Lysosomal acid lipase (LAL), encoded by the gene LIPA, facilitates the intracellular processing of
lipids by hydrolyzing
cholesteryl esters and
triacylglycerols present in newly internalized
lipoproteins. Loss-of-function mutations in LIPA result in
cholesteryl ester storage disease (CESD) or
Wolman disease when mutations cause complete loss of LAL activity.
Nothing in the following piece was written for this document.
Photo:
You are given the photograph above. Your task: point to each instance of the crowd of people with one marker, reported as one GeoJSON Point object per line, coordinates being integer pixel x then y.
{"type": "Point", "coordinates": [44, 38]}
Although the phenotype of a mouse CESD model has been extensively characterized, there has not been a focus on the brain at different stages of
disease progression. In the current studies, whole-brain mass and the concentrations of
cholesterol in both the esterified (EC) and unesterified (UC) fractions were measured in Lal-/- and matching Lal+/+ mice (FVB-N strain) at ages ranging from 14 up to 280 days after birth. Compared to Lal+/+ controls at 50, 68-76, 140-142, and 230-280 days of age, Lal-/- mice had brain weights that averaged approximately 6%, 7%, 18%, and 20% less, respectively. Brain EC levels were higher in the Lal-/- mice at every age, being elevated 27-fold at 230-280 days. Brain UC concentrations did not show a genotypic difference at any age. The elevated brain EC levels in the Lal-/- mice did not reflect EC in residual blood. An
mRNA expression analysis for an array of genes involved in the synthesis, catabolism, storage, and transport of
cholesterol in the brains of 141-day old mice did not detect any genotypic differences although the relative
mRNA levels for several markers of
inflammation were moderately elevated in the Lal-/- mice. The possible sites of EC accretion in the central nervous system are discussed.